Y en vez de tasajearla debidamente, el malencarado sicario termina cantando a coro la dulce melodía y llorando a lágrima partida ¿Qué sería incluso de grandes cintas, en las que todo dependió de que el protagonista rompiera unas cadenas con un buen tiro de pistola? El problema es que en la vida real la bala, al chocar con el implacable acero, debiera más bien desintegrarse, convertirse en talco de plomo y si fuera ella también de acero, desviarse y seguir su camino.
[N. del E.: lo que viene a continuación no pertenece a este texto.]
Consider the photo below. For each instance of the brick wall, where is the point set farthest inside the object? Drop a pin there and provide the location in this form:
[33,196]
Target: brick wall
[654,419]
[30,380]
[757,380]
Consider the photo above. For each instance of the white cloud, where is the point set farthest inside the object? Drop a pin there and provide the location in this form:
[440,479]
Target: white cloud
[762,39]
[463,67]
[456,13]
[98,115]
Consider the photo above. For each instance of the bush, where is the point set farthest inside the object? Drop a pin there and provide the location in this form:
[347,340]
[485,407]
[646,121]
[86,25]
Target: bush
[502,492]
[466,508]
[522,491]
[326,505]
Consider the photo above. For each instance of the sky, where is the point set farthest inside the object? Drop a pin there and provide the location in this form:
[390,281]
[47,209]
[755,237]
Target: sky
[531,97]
¿Qué pasaría sin la interesante propensión a explotar que tienen los automóviles en Hollywood, al menor choque o volcamiento, lo que hace suponer que no llevan en sus tanques derivados del petróleo, sino nitroglicerina? ¿O quiere alguien un recurso más prodigioso para resolver situaciones sin matar, que esa maravilla de un golpe en la cabeza que desmaya al enemigo, lo mantiene fuera de servicio por el tiempo necesario y no deja secuelas criminales?
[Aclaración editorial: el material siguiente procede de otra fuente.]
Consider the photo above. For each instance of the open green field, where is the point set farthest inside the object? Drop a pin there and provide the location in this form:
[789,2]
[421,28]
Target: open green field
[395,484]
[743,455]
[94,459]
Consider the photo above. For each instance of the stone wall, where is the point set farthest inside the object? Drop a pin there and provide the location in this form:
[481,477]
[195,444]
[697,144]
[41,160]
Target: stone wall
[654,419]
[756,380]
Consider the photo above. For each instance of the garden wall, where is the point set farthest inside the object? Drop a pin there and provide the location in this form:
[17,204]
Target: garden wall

El héroe no tuvo así que matar exageradamente bandidos sino que un buen cachazo en la mollera y aquí no ha pasado nada. Son lo que llamaría un filósofo “cosificaciones”, coágulos en el lenguaje cinematográfico que se presentan también en cualquier otro. Para hablar del hablado, hay que recordar que cuando la marabunta de gobierno aún estaba medio agazapada, produjo una epidemia de forúnculos lingüísticos, difundida por los más cultos del país, tales como “cuarta república”, “puntofijismo”, “cogollocracia”, “soberano”, “poder constituyente”, “ilegitimidad”.
Hoy para burlarse del sufrimiento causado a decenas de familias, introducen el maquiavélico “los llamados” presos políticos -Lenin decía: “los llamados intelectuales; buen viento se lleve a esos cochinos”- o el infamante “políticos presos”. Los demiurgos de dos golpes militares, denuncia la oposición de “golpistas y desestabilizadores”. Esas jugosas carnadas verbales las mordieron hasta en los viejos partidos del sistema, pese a que eran expresión de que la batalla cultural la ganaba la barbarie, incluso entre las elites del poder democrático.
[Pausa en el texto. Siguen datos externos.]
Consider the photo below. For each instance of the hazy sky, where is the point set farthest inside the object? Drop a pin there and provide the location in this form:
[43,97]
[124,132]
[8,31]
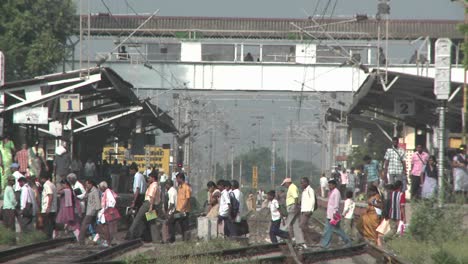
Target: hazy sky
[400,9]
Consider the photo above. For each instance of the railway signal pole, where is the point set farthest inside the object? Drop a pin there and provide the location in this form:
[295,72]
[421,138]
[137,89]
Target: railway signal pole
[442,91]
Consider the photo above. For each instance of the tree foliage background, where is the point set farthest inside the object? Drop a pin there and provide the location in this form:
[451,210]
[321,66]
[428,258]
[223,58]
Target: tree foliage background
[33,35]
[261,157]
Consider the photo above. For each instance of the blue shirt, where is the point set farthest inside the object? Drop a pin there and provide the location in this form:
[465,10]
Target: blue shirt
[372,171]
[9,200]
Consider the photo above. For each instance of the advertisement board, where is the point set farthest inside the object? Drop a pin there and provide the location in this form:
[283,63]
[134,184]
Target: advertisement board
[154,156]
[31,115]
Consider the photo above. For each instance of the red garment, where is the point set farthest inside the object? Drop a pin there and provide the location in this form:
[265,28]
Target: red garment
[22,159]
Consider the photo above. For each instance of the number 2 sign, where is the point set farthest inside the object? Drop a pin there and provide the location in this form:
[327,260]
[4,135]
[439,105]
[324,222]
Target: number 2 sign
[404,107]
[70,103]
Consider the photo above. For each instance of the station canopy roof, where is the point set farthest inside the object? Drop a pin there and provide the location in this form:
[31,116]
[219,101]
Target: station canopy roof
[373,102]
[105,98]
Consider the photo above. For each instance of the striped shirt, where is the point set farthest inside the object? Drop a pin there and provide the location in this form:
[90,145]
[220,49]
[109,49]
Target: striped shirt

Uno de los rasgos distintivos de la hegemonía cultural, es que torna su lenguaje en atmósfera. Durante el período democrático resonaron las frases y los conceptos de Rómulo Betancourt. “La violencia es el arma de los que no tienen la razón”, “venezolano siempre, comunista nunca”, “votos sí, balas no”, “la democracia es la única manera de vivir decentemente”, hasta las “multisápidas hallacas”. Hoy nuestra semiología política muere inane. Algunos dirigentes, de los que se esperan estrategias, planteamientos de fondo, recomendaciones para lograr objetivos, se presentan ante los medios con quejas, lamentaciones de barbería.
Padre de una tragedia megaláctica, el caudillo hizo descender la expresión política al sintagma excremental. Y la oposición, luego de consignas que no fueron, divaga en significantes a veces un poco pavosos. Se ha resucitado aquello de “el granito de arena”, que produce estornudos o urticaria. Y el curiosísimo lo que es. Ya nadie dice “maté una cucaracha”, sino “maté lo que es una cucaracha”.
El bicho, a la manera hegeliana, como cosa en sí y no cosa para sí, su coseidad, aclara que lo que se pega a la suela cuando pisas el insecto es el ente y no el ser. El asunto es de alta jerarquía filosófica, aunque se preste a chiste. García-Bacca dice que no es lo mismo saber lo que es la vida, una presurosa cadena de experiencias que todos tratan de amargarse entre sí, a saber qué es la vida, algo que hasta ahora carece de respuesta filosófica. Intriga que nadie dice el gobierno, sino el tema del gobierno, ni la inflación, sino el tema de la inflación. Precaución epistemológica, tal vez, pues como la realidad es básicamente incognoscible, decir tema alude un precinto racional y no la cosa en sí. ¡Quién sabe!